What I recently learned the hard way about indexes is that they're slow when you have to read "large" chunks of a table to find an answer, in my case computing a median for an area. I'm indexing geospatial data and Europe+NA are overrepresented. When you view an area the size of ~Germany, the query would take 20 minutes and compute the median over ~3% of all records whereas a full table scan (whole world) took something like 40 seconds (with the median being computed over the same 3%, it would just evaluate the WHERE clause against every row instead of finding rows to include via the index). That's the power of a sequential read as compared to reading an Rtree. I haven't had such bad experiences with Btree indexes, not sure if that would behave just as badly. On the other hand, if you ask for an area the size of Amsterdam, the index is normal fast, and for <50 rows it's basically instant whereas the full table scan would still take the same 40 seconds.
The cause of this is the likely N+1-like behaviour of indexes on un-clustered data. Two options for speeding this up a ton (they dont' make sense to use together),
1. Cluster your data using the Gist/r-tree index. postgis docs  great explanation
2. Use the r-tree as covering index. IE add your associated data as dimensions into the index. The gist index becomes (lat, long, weather_c, avg_altitude), etc. This avoids having to load a separate page for each row in the spatial index 
Thanks! I don't think MariaDB offers the former but it's good to know this exists and I may want to look elsewhere. This isn't the only thing I ran into with MariaDB, but I'm also hesitant to subscribe to maintaining another service into eternity when the existing database has done fine for everything (more than a decade of projects) up until this project. If I had to redo it, I'd definitely try this out though to see if it's worth it! And at work it's also a different equation. So it's useful info :)
The latter, I considered but didn't think would cut the time by more than half whereas it would need an order of magnitude or more speedup to be useful. Doing a full table scan and caching the result for certain zoom levels was the solution for me.

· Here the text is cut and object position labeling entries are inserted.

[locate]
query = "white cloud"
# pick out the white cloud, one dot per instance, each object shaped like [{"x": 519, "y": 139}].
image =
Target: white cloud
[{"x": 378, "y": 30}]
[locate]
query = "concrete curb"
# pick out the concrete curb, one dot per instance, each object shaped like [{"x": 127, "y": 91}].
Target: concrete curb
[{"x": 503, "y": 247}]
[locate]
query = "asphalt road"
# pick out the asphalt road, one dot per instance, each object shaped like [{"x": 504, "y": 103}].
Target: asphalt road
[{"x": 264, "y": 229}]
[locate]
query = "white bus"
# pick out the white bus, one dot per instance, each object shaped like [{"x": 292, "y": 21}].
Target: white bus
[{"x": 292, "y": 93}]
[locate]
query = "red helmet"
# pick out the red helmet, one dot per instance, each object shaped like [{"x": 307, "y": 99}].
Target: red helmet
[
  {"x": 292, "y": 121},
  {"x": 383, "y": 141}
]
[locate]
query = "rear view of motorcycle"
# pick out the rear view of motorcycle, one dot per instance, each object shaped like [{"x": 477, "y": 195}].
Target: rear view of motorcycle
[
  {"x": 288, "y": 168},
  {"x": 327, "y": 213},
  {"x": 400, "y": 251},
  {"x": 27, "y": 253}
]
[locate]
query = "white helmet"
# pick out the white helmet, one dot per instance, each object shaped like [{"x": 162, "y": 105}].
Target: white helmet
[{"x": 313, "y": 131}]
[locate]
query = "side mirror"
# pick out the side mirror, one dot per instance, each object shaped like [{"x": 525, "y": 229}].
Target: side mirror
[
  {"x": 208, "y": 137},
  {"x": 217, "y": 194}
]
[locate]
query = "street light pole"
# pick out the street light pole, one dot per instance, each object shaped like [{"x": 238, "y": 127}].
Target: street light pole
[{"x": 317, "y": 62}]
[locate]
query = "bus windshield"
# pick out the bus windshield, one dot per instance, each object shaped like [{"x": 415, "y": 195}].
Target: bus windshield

Adding an index is an incredibly expensive task on a dataset so big that it needs one to be added.
It's something that is likely to require massive engineering effort on a live system.
Removing an index, on the other hand, is never an issue.
It's not at all premature optimization, it's simply basic software design.
Read OP's post please. They're talking of systems where it was acceptable to always do full table scans, in one case having 350 rows.
Not "an incredibly expensive task on a dataset so big that it needs one". Thus I read OP's post as recommending to not do premature optimization (without using those words literally).
1) Postgres optimizer at some point prefers full scans. It depends on your data, your query and configuration. So on read-heavy load you basically lose nothing by adding all appropriate indexes from the get-go. Overhead having index on small tables is small.
2) If your load is write-heavy, you should consider trade-offs. Yes, full scans are sometimes your friends. Interesting thing to notice here that write amplification is basically same even if table is small.
Don't add indexes. Add them later when things are slow and everything is on fire!
Source: guy that gets hired to fix database stuff on fire.
Comment was deleted :(
Indexes got me from 15 seconds down to under a second. I'll always use them even if they wind up being as much space as the actual data. MySQL is just weird that way.
Edit: believe me, I tried it all... refining my queries, multiple tables, bigger hardware, faster disks, changing all the tuneables... nothing was as good as adding a whack-tonne of indexes.
I think the risk of creating indexes prematurely is really that you will make assumptions about how your table is going to be queried that don't turn out to be correct, so you create indexes that you will never need, even if the table gets large.
That probably isn't the end of the world, but it can make it harder for others to understand what is going on in your database (indexes can also be a form of documentation) and could make your ORM code somewhat more complex.
The worst case scenario, I suppose, would be you create an index on a table that grows large
FWIW, most DBMS have built-in index usage stats, and it's not too difficult to query. In my previous job we had a Postgres health dashboard that notably showed `log10(index size) / index hits`, making it pretty clear when some recently added index was useless.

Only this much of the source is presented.